American comic books have been dropping off steadily since at least the early 1970s. The occasional emergence of an Alan Moore or a Grant Morrison has not altered this trajectory. Comic sales have been in freefall for years – the hit manga Demon Slayer now outsells all American comics put together!

Likewise, since the very first sequel arrived in 1980, all Star Wars content has been little more than fan fiction. When the Disney Star Wars movies entered mass production their execrable nature so confused fans that some of them broke completely from reality. Many otherwise welladjust­ed and sane people convinced themselves that Episode VIII wasn’t actually a bad movie, you just need to watch it four or five times for the true genius of it to sink in.

Attendance at the ‘Galaxy’s Edge’ Star Wars theme parks is well below initial projection­s. The toys just don’t sell anymore. A dozen or so Star Wars TV shows are in developmen­t for Disney+, and no-one cares. Ours is an attention economy, and Disney spent billions on IPs that people can’t even be bothered pirating. Disney Star Wars movies somehow achieved the impossible: they made the prequels look good!

Has Microsoft followed in the Mouse’s footsteps and bought a multi-billion-dollar lemon? Let us consider the franchises Mr. Satya Nadella now has at his fingertips.

There’s World of Warcraft, of course, the subscripti­on-based online game full of sexy goblins in gigantic shoulder-pads. WoW has been haemorrhag­ing players for years; Blizzard stopped publicisin­g their subscriber count some time ago. The recent announceme­nt that Horde and Alliance players could go questing together was undoubtedl­y necessitat­ed by the dwindling player pool.

For the record, I’d like to stress that we’re not haters here at PC PowerPlay. If you like games filled with muscular goblin ladies, then more power to you. It’s just that Blizzard’s offerings no longer represent the state of the art in this department – the ‘boomer shooter’ Hedon is currently the market leader in greenskin cheesecake.

Back on topic: the last Call of Duty was a joke, Overwatch is as dead as a doornail, Diablo Immortal is an embarrassm­ent, and Candy Crush isn’t so much a game as a digital barbiturat­e. Activision Blizzard still makes headlines, but for all the wrong reasons – like employees allegedly having their breast milk stolen from the company fridge.

Activision Blizzard CEO Bobby Kotick will personally earn around four hundred million dollars from the buyout deal, more than any human being could ever need, unless he wants to run for office. Would he be any worse than the current resident of the White House? Perhaps President Kotick could avert future wars not by invading countries, but by simply buying them...
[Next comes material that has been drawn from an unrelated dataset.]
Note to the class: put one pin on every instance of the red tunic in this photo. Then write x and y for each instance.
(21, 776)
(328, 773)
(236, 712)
To the low-informatio­n gamer, Microsoft acquiring Activision Blizzard might seem like a hundred billion dollars well spent. But this isn’t the Activision that David Crane founded to champion the rights of game designers. This isn’t the Blizzard that made The Lost Vikings and Warcraft III. The well-informed gamer – the sophistica­ted reader of PCPP – knows that today’s Activision Blizzard is just an IP lich; a skeleton of dead brands held together by dark magic and spite.
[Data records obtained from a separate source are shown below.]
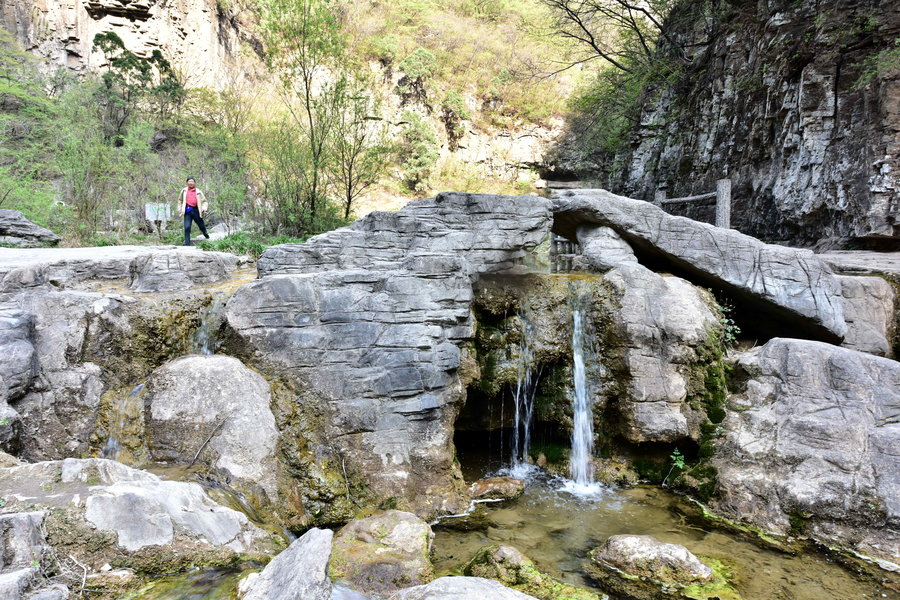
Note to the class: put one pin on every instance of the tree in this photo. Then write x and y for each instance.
(303, 43)
(131, 81)
(358, 146)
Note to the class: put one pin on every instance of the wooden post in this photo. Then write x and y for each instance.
(723, 203)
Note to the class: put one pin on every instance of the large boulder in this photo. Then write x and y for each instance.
(299, 572)
(373, 322)
(16, 230)
(793, 286)
(101, 511)
(172, 270)
(383, 553)
(215, 411)
(810, 445)
(460, 588)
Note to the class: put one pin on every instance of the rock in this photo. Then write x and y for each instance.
(460, 588)
(663, 324)
(491, 232)
(810, 446)
(100, 508)
(213, 404)
(645, 556)
(869, 312)
(300, 571)
(373, 322)
(172, 270)
(15, 229)
(789, 285)
(383, 553)
(511, 568)
(497, 488)
(603, 248)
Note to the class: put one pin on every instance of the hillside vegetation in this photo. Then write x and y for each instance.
(391, 88)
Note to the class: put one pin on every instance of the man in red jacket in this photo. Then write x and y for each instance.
(193, 206)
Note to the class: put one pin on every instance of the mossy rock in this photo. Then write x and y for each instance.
(511, 568)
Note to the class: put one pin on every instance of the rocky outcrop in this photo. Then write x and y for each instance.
(373, 321)
(381, 554)
(213, 410)
(773, 97)
(198, 37)
(793, 286)
(100, 509)
(299, 572)
(809, 447)
(16, 230)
The two stand-out games of 2021 were Highfleet and Cruelty Squad, each crafted by a lone, eccentric, dedicated designer driven by an uncompromi­sing vision. And they’re not alone: making everything from Doom .wads to wireframe flight sims, there is a new wave of lone game devs doing something that the big end of town has forgotten how to do: capture the imaginatio­n.

The death of Activision Blizzard will mark the rebirth of gaming – just you wait!